Un vieille évêque paralytique me racontait, il y a quarante ans, qu’un évêque apostat sortait de chez lui; il lui avait parlé de la conversion vraie ou fausse (cela ne me regarde pas) de M. de Talleyrand « C’est bien dur à croire », ajoutait-il; puis, se tournant avec effort vers son crucifix: « Enfin, mon Dieu, vous avez bien pardonné au bon larron », et il murmura à demi-voix: « Oui, mais ce sont de ces coups que vous ne faites pas tous les jours ».

Dieu en peut faire de semblables, mais pas souvent. Donc ne nous mettons pas dans cette situation très pénible du bon larron et de M. de Talleyrand. Croyons à l’enfer pour l’éviter; ce sera un puissant moyen d’avoir la chance d’aller au ciel. Et quand à ceux qui ne croient ni au ciel ni à l’enfer, tenons-nous très loin d’eux; ils nous entraîneraient peut-être.

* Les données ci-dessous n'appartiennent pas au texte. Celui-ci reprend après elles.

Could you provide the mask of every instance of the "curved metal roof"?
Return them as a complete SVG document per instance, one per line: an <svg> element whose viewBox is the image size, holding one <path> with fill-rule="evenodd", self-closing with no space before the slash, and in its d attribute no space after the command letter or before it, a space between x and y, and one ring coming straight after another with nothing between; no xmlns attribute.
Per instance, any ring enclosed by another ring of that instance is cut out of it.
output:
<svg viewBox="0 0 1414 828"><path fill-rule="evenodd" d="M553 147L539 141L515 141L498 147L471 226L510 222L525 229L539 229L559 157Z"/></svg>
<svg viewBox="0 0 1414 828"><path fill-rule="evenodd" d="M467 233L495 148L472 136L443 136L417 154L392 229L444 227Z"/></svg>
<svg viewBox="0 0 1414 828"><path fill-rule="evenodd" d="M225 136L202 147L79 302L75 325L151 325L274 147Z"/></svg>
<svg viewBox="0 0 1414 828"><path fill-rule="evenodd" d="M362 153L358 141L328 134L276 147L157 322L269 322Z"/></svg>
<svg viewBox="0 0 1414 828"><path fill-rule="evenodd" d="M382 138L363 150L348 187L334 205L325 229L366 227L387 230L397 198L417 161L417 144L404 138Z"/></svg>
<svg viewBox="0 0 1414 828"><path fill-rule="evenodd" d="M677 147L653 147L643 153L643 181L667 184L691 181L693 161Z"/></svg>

Je vous souhaite de ne pas prendre scandale de ce que vous voyez, car vous avez de tristes spectacles sous les yeux: des coquins triomphants, et tant de gens honnêtes si profondément endormis, tant d’égoïstes qui se réfugient dans leur intérêt étroit et ne savent pas se compromettre, quand avec un peu de courage on serait si puissant. Mais non, on songe à soi, rien qu’à soi, et l’on reste pieusement dans l’immobilité qui prépare les catastrophes. Revenez par la pensée aux premières siècles de l’Eglise. Qu’ont été les premiers siècles? Une série de boucheries dix fois répétées, et puis l’Eglise a vaincu. Certes , il y avait alors de grandes défaillances, mais il y avait les martyrs, et les martyrs ont fini par avoir raison des Césars.

Je vous souhaite d’étudier votre religion, pour pouvoir la défendre, pour en causer en famille, pour en parler là où votre position vous permet de témoigner de votre foi avec autorité ou avec modestie, toujours avec fermeté. Tous les chrétiens doivent être aujourd’hui apôtres. Voyez la Révolution. Pourquoi tant de campagnes sont-elles gangrenées? Parce que les émissaires du diable y ont pénétré avec audace et que trop de catholiques ont été des chiens muets incapables d’aboyer au voleur, comme le veut le très doux saint François de Sales.

Quel souhait vous faire encore? Je vais vous demander l’impossible. Ecoutez bien: sachez vous organiser. Qui songe à mener les troupes a la bataille? Il est vrai que la vie de garnison est bien plus commode que celle du bivouac. Voyez comme à l’aide des sociétés secrètes les autres sont organisés. Et nous? Passons là-dessus. Trop insister serait imprudent, mais ce que tous peuvent faire, c’est de fouiller leurs poches pour en extraire le superflu et le donner aux pauvres provisoirement par des mains catholiques et non philanthropiques. Ah! oui, donnez beaucoup. La confiscation individuelle est proscrite, mais voyez les appétits communards provoquant la confiscation en masse. Oter ses biens à un citoyen, c’est affreux; ôter toute propriété à tout propriétaire, rien de plus naturel pour ceux qui comptent profiter de ce vol universel. Prévenez-les donnez beaucoup. Vous avez bien quelques péchés à vous reprocher; rachetez-en la multitude par vos aumônes.

Je pourrais, chers lecteurs, vous souhaiter bien d’autres choses. Je m’arrête. Mes voeux ainsi formulés sont suffisants, et si vous écoutez ces conseils, soyez convaincus que quelque bien en résultera pour vous, pour la France et pour notre mère l’Eglise.